Не верим своему счастью. Мгновенно падают на землю десятитонные заплечники. Но, блин… а льёт же! Что делать-то?

– Ставим палатки! Дежурные разводят костёр.

Дядя Витя отдаёт распоряжения. Дежурные – это те, кто сегодня готовят завтрак, обед и ужин.

Это мы. Четвёрка бесстрашных. И хитрых. Решили «сразу отбиться, чтобы потом уже не заморачиваться». Вызвались дежурить в первый день, он ведь короткий… Это было ещё до дождя. Обратку включать поздно.

Бегу в березняк вырубать колышки и стойки для временного жилища. Живые деревья не трогаю, ищу сухие стволы, сучья и палки. С учётом ситуации, это жёсткое самоограничение, но мне везёт. Брезентовая палатка из семидесятых (так и хочется назвать её «пилоткой») держится, только если поставить внутрь неё две вертикальных распорки, спереди и сзади. Это несколько специфично, и совсем не понравилось бы современным ребяткам, привыкшим к стеклопластиковым дугам. У нас выбора не было.

Ну вот, «пилотка» грустно повисла на палках, спешно приматываем к углам концы целлофана… Бесполезняк! – всё уже промокло, и концы, и целлофан, и крыша тряпичного домика… Девчонки возятся у костра, а по правде сказать, у того места, где давно должен был бы возникнуть костёр. Но не возникает: любые проблески пламени тут же заливает водой. Дядя Витя подаёт знак. На помощь выдвигаются ещё два бойца. Четыре титана, включая нас с Лёхой, держат за четыре угла плёночный отрезок над несчастными Юлей и «Таней», отчаянно замешивающими крупу на слабых язычках огня. И титанов, и Юлю, и «Таню» обильно орошает всё набирающий силу Дождь.

До сих пор не пойму, как нам в таких условиях удалось приготовить тот скорбный ужин. Да только каша набухает, дождь, как по команде, стихает, и по лагерю разносится призывный металлический звон… Улучив момент, Лёха подмигивает мне:

– Айда в палатку, проверим, как чё…

В палатке у него фляжка с водкой. Мы мокрые насквозь. Нас колотит. Наш новый дом стоит немного на склоне, на мягкой травке. Внутри уже расстелен огромный общий спальник, плюхаемся на него. Ключевое слово: «плюхаемся»! Как только сели, снизу… поднялась вода. И вот мы лежим в луже!

– А, по х…

Сделав несколько мощных глотков, я откинулся на спину и запел:

 
Смерть… это место для тех, кто мёртв!
Смерть – это место для тех, кто жил…
Это место встречи тех, кто бродил
Босиком по алмазной ржи…2
 

Лёха подхватывает. Дуэт обречённых:

 
Это родина… Смерть!
 

– Эй, ребята, да вы палатку неправильно поставили!

– Да? А как надо?..

Нам показывают. Дают лопатку. Переставляем сырую брезентовую избушку на курьих палках, обкапываем её канавкой для стока воды. Покрываем уже двумя слоями «целлофана». Туго затягиваем шнурками. А вокруг красота – не видать ни черта…3 И снова дождик накрапывает.

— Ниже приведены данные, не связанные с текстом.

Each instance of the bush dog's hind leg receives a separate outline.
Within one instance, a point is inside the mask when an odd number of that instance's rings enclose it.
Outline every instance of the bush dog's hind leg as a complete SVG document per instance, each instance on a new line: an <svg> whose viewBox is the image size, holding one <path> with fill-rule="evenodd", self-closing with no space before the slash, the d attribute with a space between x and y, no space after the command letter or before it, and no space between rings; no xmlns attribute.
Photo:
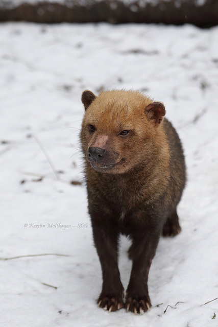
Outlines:
<svg viewBox="0 0 218 327"><path fill-rule="evenodd" d="M168 236L176 236L181 231L181 227L179 222L179 217L177 215L176 209L173 214L168 217L165 223L162 235L165 237Z"/></svg>
<svg viewBox="0 0 218 327"><path fill-rule="evenodd" d="M93 217L93 216L92 216ZM102 292L97 300L99 307L116 311L124 306L122 284L118 267L118 233L114 226L106 223L102 216L96 222L92 219L94 244L102 270Z"/></svg>

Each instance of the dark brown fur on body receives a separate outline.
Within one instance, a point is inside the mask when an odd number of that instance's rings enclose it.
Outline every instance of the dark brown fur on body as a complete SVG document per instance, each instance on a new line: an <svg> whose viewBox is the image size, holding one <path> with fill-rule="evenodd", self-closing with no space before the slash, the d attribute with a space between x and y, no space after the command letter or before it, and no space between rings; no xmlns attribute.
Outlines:
<svg viewBox="0 0 218 327"><path fill-rule="evenodd" d="M88 209L103 280L98 302L110 311L125 307L142 313L151 306L148 276L160 236L181 230L176 208L185 183L182 147L163 120L163 105L138 91L96 97L86 90L82 101ZM125 303L117 263L120 233L132 241Z"/></svg>

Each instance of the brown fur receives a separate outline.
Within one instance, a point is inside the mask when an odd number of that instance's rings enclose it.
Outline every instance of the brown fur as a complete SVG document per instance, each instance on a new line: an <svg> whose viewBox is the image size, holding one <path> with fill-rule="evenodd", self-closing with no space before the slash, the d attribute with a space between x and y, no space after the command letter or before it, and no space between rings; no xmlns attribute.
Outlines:
<svg viewBox="0 0 218 327"><path fill-rule="evenodd" d="M125 306L142 313L151 306L148 275L160 235L181 229L176 212L185 183L181 143L163 120L163 104L139 91L106 91L96 97L86 90L82 101L88 208L103 278L98 302L109 311ZM120 233L133 242L125 304L117 265Z"/></svg>

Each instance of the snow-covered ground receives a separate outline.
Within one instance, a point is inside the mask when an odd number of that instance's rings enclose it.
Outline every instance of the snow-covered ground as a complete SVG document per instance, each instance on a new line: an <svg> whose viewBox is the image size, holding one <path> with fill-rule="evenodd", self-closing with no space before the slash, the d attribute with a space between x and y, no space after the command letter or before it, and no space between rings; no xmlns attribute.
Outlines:
<svg viewBox="0 0 218 327"><path fill-rule="evenodd" d="M0 58L0 325L217 327L218 28L2 24ZM182 232L160 240L143 316L97 307L85 188L70 183L83 181L81 94L104 88L162 101L186 155Z"/></svg>

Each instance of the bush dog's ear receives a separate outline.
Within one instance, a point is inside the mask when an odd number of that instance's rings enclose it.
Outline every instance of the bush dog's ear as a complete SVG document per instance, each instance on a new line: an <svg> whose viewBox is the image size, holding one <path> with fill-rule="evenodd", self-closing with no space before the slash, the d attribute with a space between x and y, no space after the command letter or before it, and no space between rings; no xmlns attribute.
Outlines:
<svg viewBox="0 0 218 327"><path fill-rule="evenodd" d="M91 91L89 90L83 91L82 94L81 100L83 103L85 110L95 99L96 99L95 96Z"/></svg>
<svg viewBox="0 0 218 327"><path fill-rule="evenodd" d="M156 127L161 123L163 117L166 113L165 107L161 102L150 103L146 107L144 111L148 119L154 121Z"/></svg>

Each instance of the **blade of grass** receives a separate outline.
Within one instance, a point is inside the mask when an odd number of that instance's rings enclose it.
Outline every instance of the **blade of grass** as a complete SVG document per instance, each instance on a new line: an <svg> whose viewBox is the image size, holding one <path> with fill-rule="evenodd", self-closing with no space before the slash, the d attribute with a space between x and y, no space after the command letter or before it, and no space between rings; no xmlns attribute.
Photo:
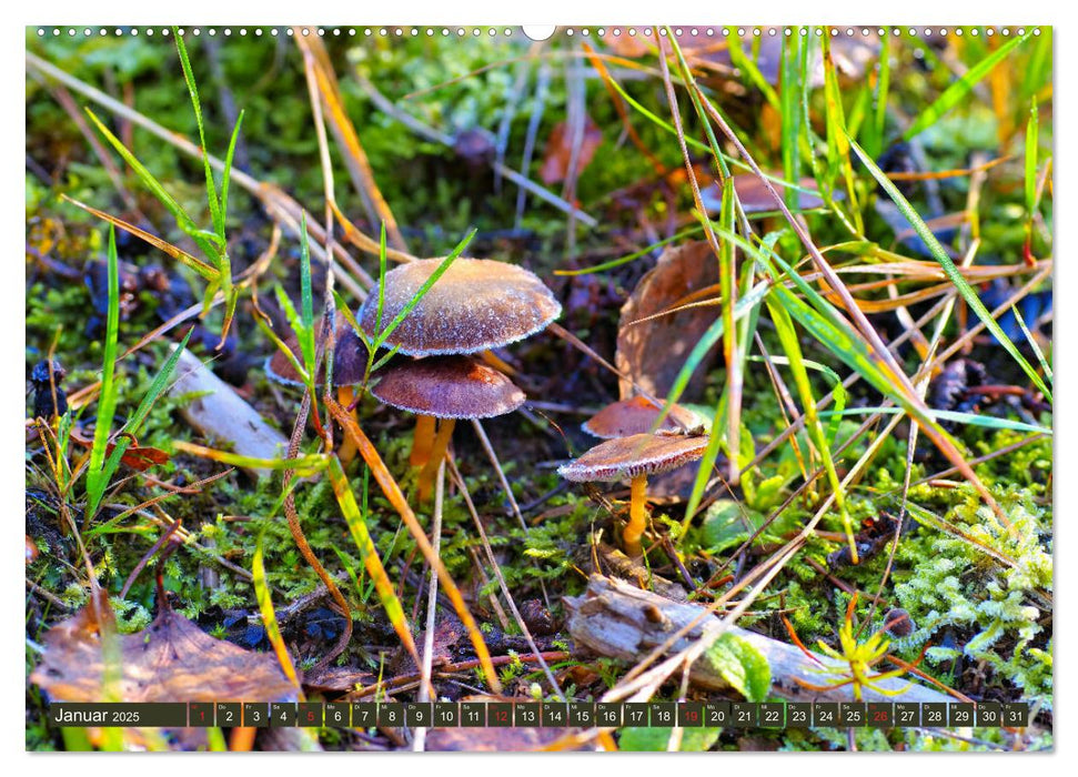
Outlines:
<svg viewBox="0 0 1078 777"><path fill-rule="evenodd" d="M420 553L426 559L426 563L431 565L432 569L437 572L439 581L442 583L442 587L445 589L445 595L449 596L450 601L453 603L453 609L456 612L456 616L464 624L467 629L469 638L472 642L472 646L475 648L475 655L478 657L480 664L483 667L483 674L486 676L486 682L491 686L494 693L501 693L502 683L498 679L497 672L494 669L494 664L491 660L491 652L486 647L486 643L483 640L483 633L480 630L475 623L475 618L472 617L471 612L469 612L467 605L464 602L464 597L461 595L460 588L457 588L456 583L453 577L450 576L449 571L442 563L442 559L437 557L434 553L434 548L431 546L430 539L426 538L426 533L420 525L419 519L415 517L415 513L412 512L411 505L409 505L407 500L404 498L401 487L393 480L393 475L385 466L385 462L382 461L381 454L379 454L377 448L370 441L360 425L356 423L355 418L346 408L337 404L332 397L326 397L326 406L330 408L330 413L333 418L341 425L344 433L351 437L352 444L355 445L363 461L371 468L371 474L374 475L374 480L377 481L379 486L382 488L382 493L396 509L401 519L404 522L409 534L415 541L419 546Z"/></svg>
<svg viewBox="0 0 1078 777"><path fill-rule="evenodd" d="M835 495L835 504L838 506L838 513L843 519L843 527L846 531L850 562L857 564L857 543L854 541L854 527L849 519L849 512L846 509L846 494L838 480L838 471L835 468L835 460L832 456L830 445L827 442L827 436L824 434L824 427L819 422L816 398L813 396L808 371L805 367L800 343L797 341L797 331L794 329L793 321L790 321L790 314L777 302L780 296L778 289L776 286L768 294L765 303L770 312L772 323L775 324L778 341L786 352L790 372L794 374L794 384L797 386L797 393L800 395L802 407L804 408L805 427L813 441L813 445L816 446L817 452L824 460L827 480L830 483L832 492Z"/></svg>
<svg viewBox="0 0 1078 777"><path fill-rule="evenodd" d="M182 249L178 249L172 243L161 240L157 235L150 234L145 230L140 230L138 226L135 226L134 224L128 223L123 219L118 219L114 215L109 215L104 211L99 211L97 208L91 208L90 205L79 202L78 200L74 200L63 193L60 194L60 199L67 202L70 202L75 208L81 208L87 213L95 215L97 218L112 224L113 226L119 226L121 230L123 230L129 234L133 234L135 238L140 238L141 240L144 240L153 248L164 251L167 254L172 256L172 259L183 262L184 264L187 264L189 268L194 270L197 273L199 273L202 278L206 279L208 281L212 281L218 276L218 271L211 268L205 262L199 259L195 259L194 256L189 254L187 251L183 251Z"/></svg>
<svg viewBox="0 0 1078 777"><path fill-rule="evenodd" d="M390 581L385 567L382 566L382 559L379 557L377 548L374 547L374 542L371 539L371 534L367 531L366 521L363 517L364 514L360 511L360 506L355 502L355 494L352 493L352 486L349 485L349 480L345 477L344 470L341 468L341 462L336 455L329 457L326 474L330 477L333 494L336 496L336 503L340 505L344 521L349 525L349 533L352 535L352 539L360 551L360 559L363 562L363 567L374 583L374 589L377 592L379 601L385 610L385 616L393 625L393 630L396 632L397 637L401 638L401 644L404 645L404 649L409 652L415 665L419 666L420 654L416 650L415 640L412 637L412 628L409 625L407 616L404 615L404 608L401 606L401 601L396 597L393 583Z"/></svg>
<svg viewBox="0 0 1078 777"><path fill-rule="evenodd" d="M778 295L790 314L798 320L804 329L827 347L828 351L858 372L877 391L906 410L933 444L939 448L951 464L958 468L958 472L977 490L985 504L993 509L1004 524L1010 525L999 503L996 502L991 493L985 487L985 484L977 477L977 473L974 472L973 467L965 460L955 441L928 415L928 408L910 384L908 376L901 372L896 374L891 367L896 362L890 351L887 350L886 353L886 356L890 359L885 360L874 344L866 342L867 337L854 330L815 289L794 272L793 268L767 245L762 244L757 248L741 240L737 235L724 233L721 228L717 228L716 231L727 240L737 241L738 245L754 254L757 261L767 268L776 281L780 279L778 273L778 269L780 269L794 282L798 291L805 295L805 299L812 303L812 306L809 306L784 285L775 286L780 290ZM777 269L775 265L777 265ZM873 332L875 333L875 330Z"/></svg>
<svg viewBox="0 0 1078 777"><path fill-rule="evenodd" d="M738 36L735 31L731 31L731 33L726 36L726 43L729 47L731 64L748 77L748 81L764 94L764 98L772 108L782 112L782 103L778 99L778 94L775 93L775 89L767 82L764 74L759 72L759 68L756 67L756 62L750 57L745 56L745 50L742 49L741 36Z"/></svg>
<svg viewBox="0 0 1078 777"><path fill-rule="evenodd" d="M224 213L221 210L221 201L218 199L216 183L213 181L213 170L210 169L210 158L205 148L205 128L202 121L202 103L199 100L199 88L194 82L194 73L191 71L191 60L188 59L188 48L183 43L183 36L173 27L172 37L175 40L177 51L180 53L180 67L183 69L183 80L188 84L188 92L191 95L191 105L194 108L194 122L199 127L199 144L202 148L202 168L205 172L205 199L210 206L210 220L213 223L213 231L220 239L224 239Z"/></svg>
<svg viewBox="0 0 1078 777"><path fill-rule="evenodd" d="M314 296L311 292L311 249L308 244L306 213L300 221L300 314L302 326L295 330L295 336L300 341L308 374L314 375Z"/></svg>
<svg viewBox="0 0 1078 777"><path fill-rule="evenodd" d="M987 75L993 68L1004 61L1004 59L1006 59L1011 51L1029 40L1032 37L1035 29L1036 28L1030 27L1026 31L1026 34L1011 38L1009 41L1000 46L998 49L985 57L985 59L980 60L977 64L966 71L961 78L947 87L947 89L944 90L944 93L936 98L936 100L928 105L928 108L921 111L920 115L914 120L914 123L910 124L909 128L903 133L903 140L909 140L910 138L920 134L939 121L945 113L960 103L966 95L973 91L977 82L985 78L985 75Z"/></svg>
<svg viewBox="0 0 1078 777"><path fill-rule="evenodd" d="M117 256L115 228L109 228L109 311L103 343L103 369L101 372L101 394L98 397L98 417L93 428L93 447L90 451L90 467L87 470L87 507L84 523L89 523L98 512L101 496L109 485L103 471L105 453L112 428L112 416L117 407L115 361L117 336L120 327L120 271Z"/></svg>
<svg viewBox="0 0 1078 777"><path fill-rule="evenodd" d="M415 295L411 300L409 300L407 303L405 303L404 307L402 307L401 312L397 313L396 316L394 316L393 321L391 321L390 324L384 330L377 333L377 335L374 339L375 345L377 347L381 347L385 343L386 337L393 334L393 331L401 325L401 323L407 317L409 313L415 310L415 306L420 304L420 301L431 290L431 286L433 286L437 282L437 280L445 274L445 272L450 269L450 265L453 264L453 261L464 252L464 249L469 246L469 243L472 242L472 238L475 236L476 232L478 232L478 230L473 228L464 236L464 239L456 244L456 248L454 248L453 251L445 259L442 260L442 263L439 264L437 269L435 269L434 272L431 273L431 276L423 282L423 285L420 286L420 290L415 292ZM384 240L384 232L383 232L383 240ZM384 242L383 242L382 255L383 256L385 255ZM384 262L384 260L381 260L381 261ZM383 263L383 269L384 269L384 263ZM381 285L379 286L379 289L380 289L379 304L381 306L384 297L382 296Z"/></svg>
<svg viewBox="0 0 1078 777"><path fill-rule="evenodd" d="M263 562L262 545L265 533L259 534L259 542L254 546L254 557L251 559L251 577L254 584L254 596L259 602L259 613L262 615L262 625L265 627L265 638L273 645L273 653L276 655L278 663L284 676L295 686L296 694L303 697L300 689L300 678L295 674L295 665L289 655L289 648L284 645L281 636L281 626L273 612L273 602L270 598L270 586L265 581L265 563Z"/></svg>
<svg viewBox="0 0 1078 777"><path fill-rule="evenodd" d="M887 195L891 199L891 201L898 205L898 210L901 211L904 216L906 216L906 221L908 221L910 226L914 228L918 236L925 241L928 250L931 252L936 261L939 262L939 265L944 269L944 272L947 274L950 282L955 284L955 287L958 290L958 293L961 294L961 297L966 301L966 304L969 305L969 309L977 314L977 317L980 319L988 331L996 336L999 344L1003 345L1007 353L1014 357L1015 362L1021 367L1022 372L1029 376L1029 380L1034 382L1034 385L1036 385L1037 389L1039 389L1045 397L1050 402L1051 391L1047 385L1045 385L1045 382L1041 380L1040 375L1037 374L1037 371L1034 370L1029 362L1026 361L1026 357L1021 355L1021 353L1011 342L1010 337L1008 337L1003 331L999 322L991 317L988 309L985 307L985 303L981 302L980 297L977 295L977 292L974 291L973 286L969 285L969 282L965 279L965 276L963 276L961 272L959 272L954 260L947 254L946 251L944 251L944 248L939 244L936 235L934 235L931 230L928 229L928 225L925 224L921 218L917 214L917 211L914 210L913 205L909 204L909 201L903 196L901 192L898 191L898 188L891 183L886 173L884 173L884 171L876 165L868 154L866 154L865 151L853 140L849 142L850 148L853 148L860 158L860 161L872 173L873 178L876 179L876 182L885 192L887 192Z"/></svg>
<svg viewBox="0 0 1078 777"><path fill-rule="evenodd" d="M139 403L134 414L123 426L123 431L128 434L132 436L137 436L139 434L139 430L142 427L142 422L145 421L148 415L150 415L150 411L153 408L154 403L158 401L158 397L161 396L161 392L164 391L165 384L172 376L172 372L175 370L175 365L180 361L180 355L183 353L183 349L187 347L188 341L191 339L193 331L194 330L189 331L183 336L183 340L175 349L173 349L161 370L158 371L158 374L154 376L149 390L147 390L147 393L142 396L142 402ZM97 430L94 430L94 438L97 438ZM112 475L114 475L115 471L120 467L120 460L123 458L123 454L127 453L130 444L131 437L127 435L117 437L112 447L112 453L109 454L109 458L105 461L104 466L101 470L101 477L104 483L109 483L112 480ZM97 505L94 504L94 509L95 508Z"/></svg>
<svg viewBox="0 0 1078 777"><path fill-rule="evenodd" d="M98 131L100 131L101 134L104 135L105 140L112 144L112 148L115 149L117 153L123 158L123 161L128 163L128 167L135 172L135 175L139 176L142 184L149 189L150 193L153 194L153 196L165 206L169 213L172 214L172 218L175 219L175 222L180 229L190 235L192 240L199 243L199 248L202 249L206 254L213 255L215 252L210 250L206 234L199 229L198 224L195 224L191 216L188 215L187 211L180 206L180 203L177 202L168 191L165 191L164 186L161 185L161 182L153 176L153 173L147 170L145 165L143 165L134 154L128 151L128 148L120 141L119 138L112 134L109 128L105 127L100 119L98 119L93 111L88 108L87 113L89 114L90 120L98 128Z"/></svg>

Откуда ни возьмись из амбаров и сусеков наших коллег по безумию появляются два сухих спальника: трёшка и двушка. Одноместные спальники в дружном советском туризме не приветствовались: в них же холодно, никто тебя не греет бочком! Одноместный спальник на тур-сленге называется «смертник». И я уже начал понимать, почему… А водянистый пятиместный, совершенно неподъёмный теперь спальничек будем носить с собой, как знамя, все шесть дней, пытаясь сушить его у костра, на ветру, на редком солнышке…

– Лёха, водка ещё есть?

– Спрашиваешь…

Это был первый день моего первого похода.